# Drill collet, mandrel, or chuck to hold dowel rods?



## mobile-one (Sep 27, 2013)

I am outfitting my drill press to act as a lathe. I already have a rotating piece to hold the end of a dowel rod. Now I need a chuck, mandrel, collet, or jaw chuck to hold the drill end of wood dowels.

I would like for it to be able to hold at least 2" dowel rods, but bigger would be better.

Does anyone know where I can get such a device?

Thank you for your help.


----------



## woodnthings (Jan 24, 2009)

*It's a bit like reinventing the wheel*

A lathe is meant to have forces applied perpendicular to the spindle, a drill press in not. The lathe has a tool rest, the drill press doesn't. A "catch" will result if the tool is not secure, it's dangerous. I wouldn't do it. Lot's of modifications for a less then safe and practical result.

I would really try to find a small older wood lathe on Craig's List.
I happen to have one I inherited and have yet to set it up because of the floor space it takes.... someday. 

Like these:
http://www.ebay.com/sch/i.html?_odk...nkw=craftsman+wood+lathe&_sacat=631&_from=R40

Harbor Freight has some lathes at reasonable prices and they will serve you needs better than a drill press modification. It best it may be dangerous.

http://www.harborfreight.com/garage-shop/stationary-wood-lathes.html


----------



## FrankC (Aug 24, 2012)

Personally I would put what it will cost to convert the drill press toward a used wood lathe, packages deals often come up when someone finds that they have out grown a lathe or just decide turning is not for them.

Anything to do with a lathe is expensive to buy new and chances are that what you get for the drill press will not fit the lathe you decide you need in the future.


----------



## woodnthings (Jan 24, 2009)

*here's an attachment for the drill press*

Woodstock D4088 Lathe Attachment for Drill Press - Amazon.com


----------



## woodnthings (Jan 24, 2009)

*here's an attachment for the drill press*

Woodstock D4088 Lathe Attachment for Drill Press - Amazon.com


----------



## mobile-one (Sep 27, 2013)

I do not have room to store a conventional lathe.
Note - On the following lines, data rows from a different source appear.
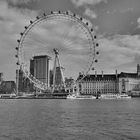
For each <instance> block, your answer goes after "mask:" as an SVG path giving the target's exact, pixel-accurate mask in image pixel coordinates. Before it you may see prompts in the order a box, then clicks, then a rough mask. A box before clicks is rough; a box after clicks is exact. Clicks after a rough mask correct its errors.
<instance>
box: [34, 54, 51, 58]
mask: <svg viewBox="0 0 140 140" xmlns="http://www.w3.org/2000/svg"><path fill="white" fill-rule="evenodd" d="M40 58H48V59H51V57H50V56H48V55H35V56H33V59H40Z"/></svg>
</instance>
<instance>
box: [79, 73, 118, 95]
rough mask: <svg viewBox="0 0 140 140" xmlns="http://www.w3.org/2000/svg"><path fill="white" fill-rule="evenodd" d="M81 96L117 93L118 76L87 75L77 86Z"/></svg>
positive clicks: (110, 74) (103, 74)
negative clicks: (98, 94)
mask: <svg viewBox="0 0 140 140" xmlns="http://www.w3.org/2000/svg"><path fill="white" fill-rule="evenodd" d="M79 92H80V93H81V94H89V95H97V94H99V93H100V94H107V93H113V94H117V93H118V76H117V75H116V74H110V75H104V74H102V75H88V76H86V77H85V78H84V79H83V80H82V81H81V82H80V84H79Z"/></svg>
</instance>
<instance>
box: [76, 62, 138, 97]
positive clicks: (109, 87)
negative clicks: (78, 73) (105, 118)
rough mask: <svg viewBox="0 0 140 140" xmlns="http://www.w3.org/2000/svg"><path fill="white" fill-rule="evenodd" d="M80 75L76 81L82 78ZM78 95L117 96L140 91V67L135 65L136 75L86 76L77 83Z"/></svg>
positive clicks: (109, 74) (123, 73)
mask: <svg viewBox="0 0 140 140" xmlns="http://www.w3.org/2000/svg"><path fill="white" fill-rule="evenodd" d="M82 77H83V76H82V74H80V75H79V77H78V79H79V78H80V79H81V78H82ZM78 86H79V92H80V94H92V95H97V94H99V93H100V94H108V93H112V94H118V93H123V92H130V91H134V90H136V91H140V66H139V65H137V73H124V72H121V73H120V74H117V71H116V73H115V74H103V72H102V74H100V75H99V74H95V75H87V76H86V77H84V78H83V80H81V82H80V83H79V85H78Z"/></svg>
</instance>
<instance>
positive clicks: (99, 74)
mask: <svg viewBox="0 0 140 140" xmlns="http://www.w3.org/2000/svg"><path fill="white" fill-rule="evenodd" d="M82 77H83V75H79V77H78V80H79V79H81V78H82ZM116 79H117V76H116V74H103V75H102V74H98V75H87V76H85V77H84V78H83V80H116Z"/></svg>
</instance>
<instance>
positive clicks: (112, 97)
mask: <svg viewBox="0 0 140 140" xmlns="http://www.w3.org/2000/svg"><path fill="white" fill-rule="evenodd" d="M99 99H131V96H129V95H127V94H101V96H100V97H99Z"/></svg>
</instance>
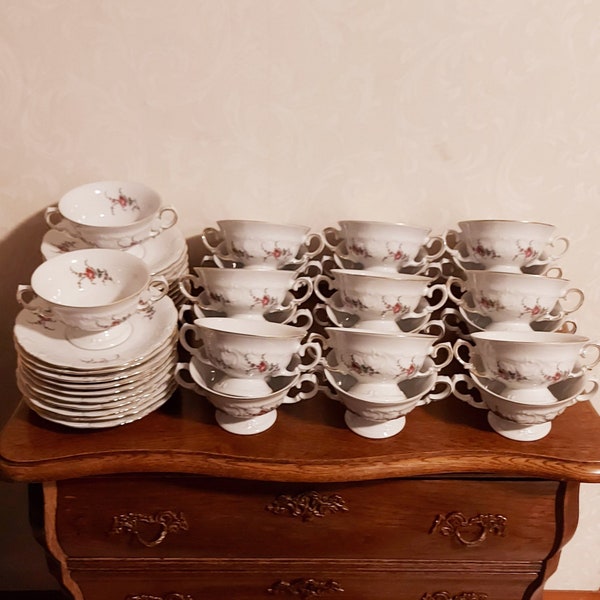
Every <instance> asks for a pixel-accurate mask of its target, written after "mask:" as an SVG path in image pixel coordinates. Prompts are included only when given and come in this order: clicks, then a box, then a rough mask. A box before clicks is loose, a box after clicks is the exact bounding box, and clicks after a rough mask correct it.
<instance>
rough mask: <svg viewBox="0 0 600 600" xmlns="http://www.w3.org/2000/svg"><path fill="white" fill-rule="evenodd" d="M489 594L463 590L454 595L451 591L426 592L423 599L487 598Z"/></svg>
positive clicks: (455, 599)
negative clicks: (453, 595) (466, 591)
mask: <svg viewBox="0 0 600 600" xmlns="http://www.w3.org/2000/svg"><path fill="white" fill-rule="evenodd" d="M487 599H488V595H487V594H481V593H480V592H461V593H460V594H455V595H454V596H453V595H452V594H451V593H450V592H434V593H433V594H424V595H423V596H422V597H421V600H487Z"/></svg>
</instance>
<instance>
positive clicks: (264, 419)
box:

This is my only option.

Does anyone know where I can get such a device?


----------



## cabinetman (Jul 5, 2007)

You were given this link.


















.


----------



## woodnthings (Jan 24, 2009)

*Yeah, but...*



cabinetman said:


> ​
> You were given this link.


Yeh ,but in spite of all cautions to the contrary, that gizmo doesn't solve the entire issue.

If it were me, and need to turn some rounds or dowels 2" or slightly large here's what I'd do:

Chamfer all your stock with 45 degrees bevels, to get them approximately"round".
Set your drill press on the slowest speed, around 300 to 500 RPMS. You may not be able to get it that slow, so there may be additional modifications needed. A slow speed is very important when starting to turn an object.
I'd use the existing chuck ... IF it will hold a 1/2" shaft.
Use a 1/2" lag bolt, the hex head removed, after it's been screwed into a pilot hole in the top end of piece.
Chuck the end in the drill press and tighten it as tight as you can... frequently.
Some lag bolt or other similar attachment at the bottom end is also necessary , but must be secure and not allowed to wobble... at all.
A tool rest similar to the "link" will be necessary to avoid a "catch". It must be very rigid and not move... at all.
Your lathe tools must be sharp.
Face protection is a must.
Now throwing caution to the wind, start up the drill press.
Hope for the best, be cautious and don't blame us if anything goes wrong...goes wrong... goes wrong...

If you have a router you can make all sorts of round cylinders with a turn crank on the piece and a sled to hold the router.


----------



## cabinetman (Jul 5, 2007)

*But Still...*

The problem I see with a DP lathe would be the centering and securing of the subject piece at an exact vertical to the quill. DP bearings aren't designed for side loads. An then, there's the limitations to the free space between the chuck and the base.


















.


----------



## Samsmit (Aug 22, 2013)

cabinetman said:


> You were given this link.


Actually he was given that link twice :yes:


----------



## GROOVY (Apr 27, 2008)

As a solution I would suggest making a faceplate with at least a 1/2" hex shank for chucking to drill press..... or a something like a 1/2" lag bolt with the head cut off and screwed to stock could work too


----------



## woodnthings (Jan 24, 2009)

*no one reads my posts <(*



GROOVY said:


> As a solution I would suggest making a faceplate with at least a 1/2" hex shank for chucking to drill press..... or a something like a 1/2" lag bolt with the head cut off and screwed to stock could work too


see post 8 :yes:


----------



## FrankC (Aug 24, 2012)

woodnthings said:


> snip
> Chuck the end in the drill press and tighten it as tight as you can... frequently.
> snip[/url]


If the chuck is the key type go around the chuck and tighten all three positions as tight as you can.


----------